Em outro comunicado, a SSP informou que "o Deic desconhece a existência de um oficial infiltrado e garante que todos os detidos apresentados no departamento foram qualificados no boletim de ocorrência".
MP e Condepe
Segundo a promotora de Justiça Luciana Frugiuele, integrante do Grupo de Ação Especial para o Controle Externo da Atividade Policial (Gecep) do MP, os manifestantes detidos no dia 4 de setembro serão chamados para depor, e o capitão do exército também pode ser ouvido.
"Vamos questionar a todos os manifestantes a eventual presença de um oficial infiltrado. Se isso ocorreu, se havia autorização para ele estar infiltrado, se ele agiu sozinho, tudo isso será apurado", disse a promotora à TV Globo.

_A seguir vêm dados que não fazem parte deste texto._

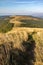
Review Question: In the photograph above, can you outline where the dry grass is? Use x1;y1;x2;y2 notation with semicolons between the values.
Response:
0;27;43;65
0;16;43;65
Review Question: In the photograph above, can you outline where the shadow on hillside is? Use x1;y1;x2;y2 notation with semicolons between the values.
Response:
10;35;36;65
19;20;43;28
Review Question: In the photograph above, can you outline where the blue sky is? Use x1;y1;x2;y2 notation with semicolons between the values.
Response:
0;0;43;15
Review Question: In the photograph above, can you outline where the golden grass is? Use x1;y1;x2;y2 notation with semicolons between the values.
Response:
0;27;43;65
0;16;43;65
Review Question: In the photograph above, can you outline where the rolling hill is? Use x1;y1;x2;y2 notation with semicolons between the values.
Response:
0;15;43;65
0;15;43;33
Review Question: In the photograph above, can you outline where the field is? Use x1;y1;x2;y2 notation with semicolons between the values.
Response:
0;16;43;65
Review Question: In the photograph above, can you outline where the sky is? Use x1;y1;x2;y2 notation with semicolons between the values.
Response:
0;0;43;16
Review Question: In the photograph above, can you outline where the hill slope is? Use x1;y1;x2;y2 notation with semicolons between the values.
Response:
0;16;43;65
0;28;43;65
0;15;43;33
9;16;43;28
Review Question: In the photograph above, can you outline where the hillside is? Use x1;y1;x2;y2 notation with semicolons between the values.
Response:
0;16;43;65
9;16;43;28
0;16;43;33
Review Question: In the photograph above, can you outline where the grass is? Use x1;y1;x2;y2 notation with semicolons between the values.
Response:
32;32;43;65
0;16;43;33
19;19;43;28
0;16;43;65
0;30;43;65
0;19;14;33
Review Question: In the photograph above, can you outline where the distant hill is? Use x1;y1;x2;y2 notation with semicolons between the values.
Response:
0;15;43;33
6;15;43;28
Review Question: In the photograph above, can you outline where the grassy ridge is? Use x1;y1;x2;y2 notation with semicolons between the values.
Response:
0;16;43;33
0;16;43;65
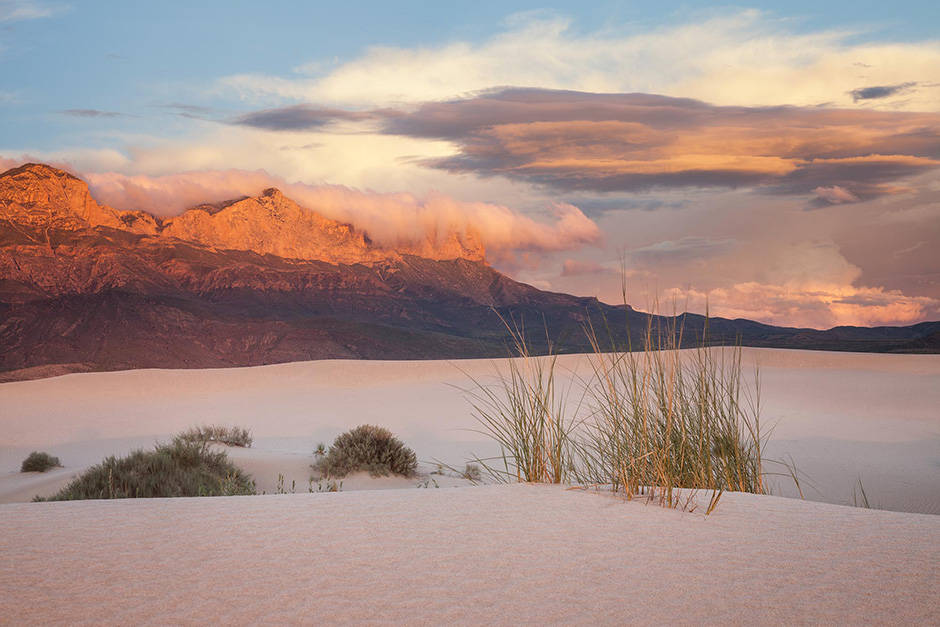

O líder do PSOL na Câmara, deputado Ivan Valente (PSOL), pediu oficialmente ao ministro da Defesa, Raul Jungmann, esclarecimentos sobre o caso.
O Conselho Estadual de Defesa dos Direitos da Pessoa Humana (Condepe) protocolou, no dia 14 de setembro, pedidos de apuração de ilegalidades cometidas durante a prisão de ativistas antes do protesto. Os documentos foram enviados para Marlon Alberto Weichert, procurador da República em São Paulo; Gianpaolo Poggio Smanio, procurador-geral de Justiça de São Paulo; e Mágino Barbosa Filho, secretário da Segurança Pública.
Segundo Ariel de Castro Alves, conselheiro do Condepe, é preciso apurar o envolvimento do Willian, que usou codinome de “Balta” para conversar com manifestantes por meio de redes sociais. “Precisamos saber se ele agiu como um possível agente provocador, gerando indícios de flagrantes preparados com o apoio do citado agente de inteligência do Exército."